The fan law for RPM is part of a group of relationships known as the fan affinity laws. These laws describe how airflow, pressure and power change when you alter the rotational speed of a geometrically similar fan running in the same gas. They are essential tools for engineers who adjust fan speed with variable-frequency drives in industrial and mining ventilation systems.

For a given fan (same diameter, same blades) operating in the same air density, the key fan laws related to RPM (speed) are:

  • Airflow (Q) is directly proportional to speed (N): Q₂ / Q₁ = N₂ / N₁
  • Pressure (P) is proportional to the square of speed: P₂ / P₁ = (N₂ / N₁)²
  • Power (kW) is proportional to the cube of speed: kW₂ / kW₁ = (N₂ / N₁)³

These relationships show why RPM control is powerful but must be used carefully. For example, if you increase fan speed by 20% (N₂/N₁ = 1.2), the airflow increases by about 20%, pressure by about 44% (1.2²) and power by about 73% (1.2³). Conversely, reducing speed by 20% lowers power demand by nearly half, which is why variable-frequency drives can yield large energy savings in ventilation systems that rarely need full capacity.

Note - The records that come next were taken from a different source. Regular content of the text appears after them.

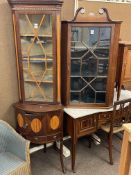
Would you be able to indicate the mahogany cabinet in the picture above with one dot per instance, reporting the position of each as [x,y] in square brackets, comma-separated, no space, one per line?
[123,77]
[89,55]
[37,40]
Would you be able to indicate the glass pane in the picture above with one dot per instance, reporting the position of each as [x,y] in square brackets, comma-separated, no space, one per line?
[37,56]
[99,84]
[103,67]
[89,65]
[105,37]
[77,84]
[100,97]
[102,53]
[75,96]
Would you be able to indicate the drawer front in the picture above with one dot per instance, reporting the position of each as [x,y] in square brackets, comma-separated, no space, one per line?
[54,122]
[54,137]
[36,139]
[86,125]
[31,124]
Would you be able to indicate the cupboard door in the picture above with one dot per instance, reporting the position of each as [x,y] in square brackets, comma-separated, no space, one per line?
[37,56]
[90,52]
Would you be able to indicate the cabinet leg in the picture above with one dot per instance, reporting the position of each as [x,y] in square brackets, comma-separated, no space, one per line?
[44,148]
[73,155]
[61,155]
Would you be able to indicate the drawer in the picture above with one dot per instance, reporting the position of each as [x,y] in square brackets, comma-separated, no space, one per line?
[54,137]
[36,139]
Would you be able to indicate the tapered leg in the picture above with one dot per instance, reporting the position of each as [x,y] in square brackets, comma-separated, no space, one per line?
[61,155]
[125,157]
[110,148]
[73,155]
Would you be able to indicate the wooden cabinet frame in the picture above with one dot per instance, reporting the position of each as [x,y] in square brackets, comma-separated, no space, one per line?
[101,20]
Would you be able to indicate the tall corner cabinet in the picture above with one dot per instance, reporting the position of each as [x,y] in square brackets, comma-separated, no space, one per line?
[123,76]
[37,27]
[89,56]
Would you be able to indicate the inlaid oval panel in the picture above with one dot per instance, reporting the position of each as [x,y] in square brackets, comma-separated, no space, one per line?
[36,125]
[54,122]
[20,120]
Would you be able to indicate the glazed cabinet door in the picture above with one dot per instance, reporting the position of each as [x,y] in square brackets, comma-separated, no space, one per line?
[90,57]
[37,56]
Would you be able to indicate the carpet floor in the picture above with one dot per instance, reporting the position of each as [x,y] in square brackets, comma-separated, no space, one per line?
[89,161]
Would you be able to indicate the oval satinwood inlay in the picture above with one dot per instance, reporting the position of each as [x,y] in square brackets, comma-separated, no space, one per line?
[54,122]
[20,120]
[36,125]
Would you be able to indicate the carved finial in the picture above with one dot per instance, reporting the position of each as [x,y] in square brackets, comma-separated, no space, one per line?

In industrial plants and mines, the fan law for RPM is used when upgrading motors, adding VFDs, or checking whether an existing fan can handle a new duty. If you know the fan’s performance at one speed from its curve, you can approximate the curve at another speed by applying the affinity laws. This allows quick estimates of how much extra airflow you might gain or how much energy you might save by changing RPM.

It is important to remember the limits of the fan laws. They assume the fan stays within a similar aerodynamic regime and that the system resistance behaves in the normal way (pressure roughly proportional to flow squared). If a fan approaches stall, choking or structural limits, simple proportional relationships may no longer apply. Temperature changes and density differences in hot flue gas or deep mines also require corrections.

In summary, the fan law for RPM tells you that for a specific fan and gas, airflow varies directly with RPM, pressure varies with RPM squared and power varies with RPM cubed. These affinity laws underpin most speed-control decisions in industrial and mining ventilation engineering.